What is a Mosaic?

The Mexican Migration and Apple Mosaic is the third in a series of Mexican Mosaics focusing on migrant labor and the apple industry in Adams County, Pennsylvania. Coursework for the Mosaic includes SPAN 239 Spanish for the Health Professions with Professor Asuncion Arnedo-Aldrich, AMST 200 Introduction to Latino Studies with Professor Laura Grappo,  HIST 314 Latino Immigration with Professor Marcelo Borges, and HIST/SOC 313 Fieldwork Practicum with Professor Susan Rose and Professor Marcelo Borges. Eleven students participate in varying numbers of the offered courses, and present on a final research project of their choice at the end of the semester.

View the syllabus here!

Left to Right: Professors Asuncion Arnedo, Susan Rose, and Marcelo Borges

Previous Mexican Mosaics
The1998 Mexican Mosaic focused on migrant labor in Adams County, Pennsylvania, just South of Carlisle. The 2003 Mexican Migration Mosaic worked with communities in Adams County, Pennsylvania and Peribán in Michoacán, Mexico–communities which lie on opposite ends of the continent, but stand closely connected through family, work and circular migration.
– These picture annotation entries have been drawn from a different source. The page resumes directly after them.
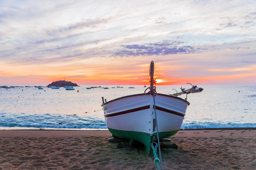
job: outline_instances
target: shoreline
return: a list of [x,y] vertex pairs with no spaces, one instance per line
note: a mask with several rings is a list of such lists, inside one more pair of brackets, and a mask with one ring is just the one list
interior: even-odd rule
[[[179,131],[169,138],[178,149],[161,149],[164,168],[255,170],[256,128],[252,128]],[[108,130],[6,130],[0,136],[2,170],[157,169],[152,153],[140,145],[117,148]]]

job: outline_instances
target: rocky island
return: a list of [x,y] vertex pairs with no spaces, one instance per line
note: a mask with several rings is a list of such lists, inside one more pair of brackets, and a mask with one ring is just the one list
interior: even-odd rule
[[64,86],[78,86],[76,83],[74,83],[71,81],[66,81],[65,80],[54,81],[47,86],[63,87]]

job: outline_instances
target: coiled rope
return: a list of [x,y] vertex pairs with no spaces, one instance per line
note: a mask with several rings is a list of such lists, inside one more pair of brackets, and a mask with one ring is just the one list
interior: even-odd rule
[[[153,144],[154,143],[156,144],[156,146],[154,147]],[[157,154],[156,153],[156,152],[157,152],[157,143],[155,142],[152,142],[151,143],[151,147],[153,150],[153,154],[154,154],[154,156],[155,157],[155,160],[154,160],[154,162],[156,164],[156,166],[157,166],[157,169],[158,170],[160,170],[160,167],[159,166],[159,163],[160,163],[160,160],[157,157]]]
[[[156,86],[154,86],[154,88],[153,89],[150,90],[148,92],[146,93],[146,91],[147,91],[147,90],[148,89],[150,89],[150,87],[148,87],[147,88],[146,90],[145,90],[145,91],[144,92],[144,94],[147,94],[149,93],[150,93],[153,96],[153,99],[154,101],[154,105],[153,105],[153,108],[154,108],[154,110],[155,111],[155,117],[156,118],[156,132],[157,134],[157,141],[158,141],[158,150],[159,150],[159,155],[160,156],[160,162],[161,163],[161,168],[162,168],[162,170],[163,170],[164,168],[163,167],[163,162],[162,161],[162,155],[161,155],[161,150],[160,148],[160,142],[159,141],[159,135],[158,135],[158,128],[157,127],[157,120],[156,119],[156,103],[155,102],[155,96],[156,96],[156,95],[157,94],[157,93],[156,92]],[[155,148],[153,146],[153,143],[154,142],[156,144],[156,143],[154,141],[153,141],[153,142],[152,142],[151,143],[151,147],[152,147],[152,149],[153,149],[153,151],[154,152],[154,149],[153,148]],[[157,145],[156,146],[156,147],[157,148]],[[155,150],[156,150],[156,149],[155,149]],[[157,155],[156,154],[156,156],[155,155],[155,154],[154,153],[154,156],[155,156],[155,160],[156,160],[156,159],[157,158],[157,159],[159,160],[159,159],[157,158]],[[156,164],[156,161],[154,161],[154,162],[155,162],[155,163]],[[158,170],[160,169],[160,167],[159,167],[159,165],[157,165],[157,168],[158,169]]]

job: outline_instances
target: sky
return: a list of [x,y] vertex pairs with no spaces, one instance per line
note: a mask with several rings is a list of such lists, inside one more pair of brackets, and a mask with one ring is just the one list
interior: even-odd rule
[[256,1],[0,1],[0,85],[256,85]]

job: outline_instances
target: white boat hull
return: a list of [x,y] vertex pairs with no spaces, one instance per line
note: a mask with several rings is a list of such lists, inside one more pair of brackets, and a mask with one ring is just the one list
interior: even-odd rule
[[[155,101],[159,138],[174,135],[181,126],[189,103],[159,94],[155,97]],[[142,94],[116,99],[102,106],[110,131],[120,137],[142,143],[149,154],[150,135],[156,134],[153,105],[153,96]]]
Through intensive fieldwork and internships, students came to better understand the economy and culture, living and labor conditions, and lives of people in both regions. Students had the opportunity to pick apples in the Adams County orchards, visit migrant worker camps, teach ESL in school classes and after-school programs, intern in migrant Headstart programs and day care centers, work with health clinics, and interview growers and advocacy groups in Adams County. In Peribán, students were involved in ethnographic fieldwork and interviewing families of migrant workers and people who have settled in Adams County. Both were full-semester Mosaics involving 18 and 23 students respectively taking 4 courses with either 2 – 3 faculty. (Faculty 1998, Anthropology and American Studies; 2001, Anthropology, History,and Sociology; coursework counted in Latin American Studies, Spanish, History, Anthropology, Sociology, and American Studies).